HONOLULU (KHON2) — Effects from the Kona Low will move over the rest of the Islands by Friday and folks on Hawaii Island were not the only ones prepping on Thursday.

The Kona Low itself is not dumping rain on the Islands; it is drawing the moisture in.

“We’re on the east side of it, lot of tropical moisture coming up, so we’re looking at the potential for very intense rainfall rates that could cause flash flooding very quickly,” said John Bravender, National Weather Service warning coordination meteorologist. “Lots of thunderstorms through here and moisture coming up this way from the south. So, this is what’ll spread across the islands, bringing the heavy rain.”

The Transportation Department said they have also prepared by topping off response vehicles with fuel and clearing ditches and drains. Officials are keeping an eye on the forecast to see how much rain is expected, but concerns can also be raised over the rate at which the moisture falls.

Cunningham said flooded roads could seem safe to pass, but it is best to steer clear and notify police.

Staff at Maui Humane Society also prepared on Thursday — Maui County is expected to see weather impacts after Hawaii Island.

“It is going to be raining cats and dogs here on Maui and unfortunately the shelter really is affected by rain and wind,” said Katie Shannon, Maui Humane Society marketing director. “And so we have put boards up on our kennels already to prepare for the dogs to ensure that they are going to be dry,” Shannon said.

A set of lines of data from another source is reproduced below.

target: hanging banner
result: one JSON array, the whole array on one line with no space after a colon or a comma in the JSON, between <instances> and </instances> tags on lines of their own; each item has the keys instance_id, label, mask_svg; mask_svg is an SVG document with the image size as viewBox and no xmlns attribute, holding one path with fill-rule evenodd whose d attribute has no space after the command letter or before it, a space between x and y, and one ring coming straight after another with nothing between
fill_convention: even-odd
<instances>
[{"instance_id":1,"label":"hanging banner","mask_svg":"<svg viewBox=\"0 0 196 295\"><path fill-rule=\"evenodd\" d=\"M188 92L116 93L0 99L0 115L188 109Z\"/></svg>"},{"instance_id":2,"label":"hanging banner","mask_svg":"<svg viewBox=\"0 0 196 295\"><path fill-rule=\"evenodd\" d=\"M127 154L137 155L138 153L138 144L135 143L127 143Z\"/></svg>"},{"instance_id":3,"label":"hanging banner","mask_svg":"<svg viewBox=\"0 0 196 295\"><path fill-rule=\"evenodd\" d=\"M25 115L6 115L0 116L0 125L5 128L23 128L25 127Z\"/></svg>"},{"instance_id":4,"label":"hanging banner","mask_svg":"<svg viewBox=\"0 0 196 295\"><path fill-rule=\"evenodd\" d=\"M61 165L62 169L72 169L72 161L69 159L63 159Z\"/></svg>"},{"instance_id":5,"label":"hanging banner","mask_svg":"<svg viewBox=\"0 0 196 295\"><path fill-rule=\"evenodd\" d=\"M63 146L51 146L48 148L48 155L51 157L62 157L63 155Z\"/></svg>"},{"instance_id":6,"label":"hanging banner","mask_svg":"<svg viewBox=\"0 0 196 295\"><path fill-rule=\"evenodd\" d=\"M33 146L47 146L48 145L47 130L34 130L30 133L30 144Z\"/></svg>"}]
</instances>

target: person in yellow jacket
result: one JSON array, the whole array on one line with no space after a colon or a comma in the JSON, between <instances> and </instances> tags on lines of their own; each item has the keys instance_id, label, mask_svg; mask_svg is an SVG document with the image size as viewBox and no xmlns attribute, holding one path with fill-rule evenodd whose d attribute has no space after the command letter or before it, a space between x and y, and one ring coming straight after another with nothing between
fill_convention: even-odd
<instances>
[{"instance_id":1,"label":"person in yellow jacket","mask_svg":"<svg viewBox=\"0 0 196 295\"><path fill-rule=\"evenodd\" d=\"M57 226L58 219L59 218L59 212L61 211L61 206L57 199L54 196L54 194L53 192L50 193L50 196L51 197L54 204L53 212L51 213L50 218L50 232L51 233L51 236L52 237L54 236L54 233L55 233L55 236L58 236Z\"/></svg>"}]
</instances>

Maui officials are asking residents to be cautious. Mahina Martin, Maui County Chief of Communications, said “they should be very cautious driving on the roads. Heavy rains will be inundating our roadways, streams and waterways can be dangerous. So they should make good decisions.”

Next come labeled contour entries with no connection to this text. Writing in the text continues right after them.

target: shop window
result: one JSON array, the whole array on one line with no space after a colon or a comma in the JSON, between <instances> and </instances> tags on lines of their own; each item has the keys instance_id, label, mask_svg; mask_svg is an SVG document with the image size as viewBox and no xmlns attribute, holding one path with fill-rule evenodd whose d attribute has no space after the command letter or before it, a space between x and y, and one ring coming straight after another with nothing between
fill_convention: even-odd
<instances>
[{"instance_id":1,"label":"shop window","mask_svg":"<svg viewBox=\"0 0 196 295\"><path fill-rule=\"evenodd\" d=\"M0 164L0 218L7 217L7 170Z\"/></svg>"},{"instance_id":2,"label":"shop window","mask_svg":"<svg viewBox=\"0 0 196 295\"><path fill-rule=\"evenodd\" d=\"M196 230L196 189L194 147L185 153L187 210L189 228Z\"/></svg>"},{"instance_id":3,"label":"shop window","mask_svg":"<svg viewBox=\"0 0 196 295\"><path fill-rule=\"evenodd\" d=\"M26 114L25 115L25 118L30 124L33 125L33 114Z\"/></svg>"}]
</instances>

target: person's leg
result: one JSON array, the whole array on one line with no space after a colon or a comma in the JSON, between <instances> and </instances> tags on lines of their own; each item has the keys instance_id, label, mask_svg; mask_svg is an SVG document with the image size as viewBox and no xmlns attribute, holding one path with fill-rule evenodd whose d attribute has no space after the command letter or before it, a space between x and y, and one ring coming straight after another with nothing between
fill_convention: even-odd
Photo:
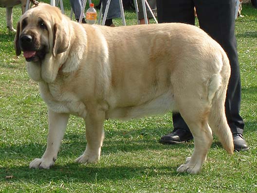
<instances>
[{"instance_id":1,"label":"person's leg","mask_svg":"<svg viewBox=\"0 0 257 193\"><path fill-rule=\"evenodd\" d=\"M159 23L195 24L194 5L191 0L157 0L156 2ZM160 140L161 142L179 143L193 139L188 127L180 113L173 113L172 120L173 131L163 136Z\"/></svg>"},{"instance_id":2,"label":"person's leg","mask_svg":"<svg viewBox=\"0 0 257 193\"><path fill-rule=\"evenodd\" d=\"M82 8L83 0L70 0L71 5L75 15L75 18L76 20L79 19L81 8ZM83 14L83 18L85 18L85 15Z\"/></svg>"},{"instance_id":3,"label":"person's leg","mask_svg":"<svg viewBox=\"0 0 257 193\"><path fill-rule=\"evenodd\" d=\"M102 3L102 14L104 15L105 11L105 8L106 7L107 0L103 0ZM111 0L110 1L109 9L108 10L108 13L107 14L105 25L108 26L113 26L112 19L113 18L118 18L120 17L121 17L121 13L119 0Z\"/></svg>"},{"instance_id":4,"label":"person's leg","mask_svg":"<svg viewBox=\"0 0 257 193\"><path fill-rule=\"evenodd\" d=\"M144 24L145 23L145 18L144 18L144 12L143 11L143 6L142 6L142 0L137 0L137 4L138 6L138 20L139 20L139 21L140 21L140 24ZM154 16L157 17L157 10L156 8L156 0L147 0L147 2L149 4L150 7L151 8L151 9L152 10L154 15ZM150 12L149 9L148 8L148 7L147 7L146 5L146 7L147 8L147 18L148 19L153 18L152 14L151 14L151 12Z\"/></svg>"},{"instance_id":5,"label":"person's leg","mask_svg":"<svg viewBox=\"0 0 257 193\"><path fill-rule=\"evenodd\" d=\"M192 0L156 0L159 23L180 22L195 24Z\"/></svg>"},{"instance_id":6,"label":"person's leg","mask_svg":"<svg viewBox=\"0 0 257 193\"><path fill-rule=\"evenodd\" d=\"M236 150L248 149L242 137L244 123L239 115L241 83L235 35L235 0L196 0L195 6L200 27L219 43L227 54L231 74L225 104L226 116L234 135Z\"/></svg>"}]
</instances>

The National Park service will be closing the Kipahulu District of Haleakala National Park as well due to anticipated possible floods, landslides and road closures.

Experts said locals should cancel their outdoor weekend plans, especially because the islands have already seen plenty of wet weather in 2023.

“How saturated the ground is, that tends to create a faster flash flooding response because all the rain that falls would go to runoff and cause problems that way, and potential damage,” Bravender said.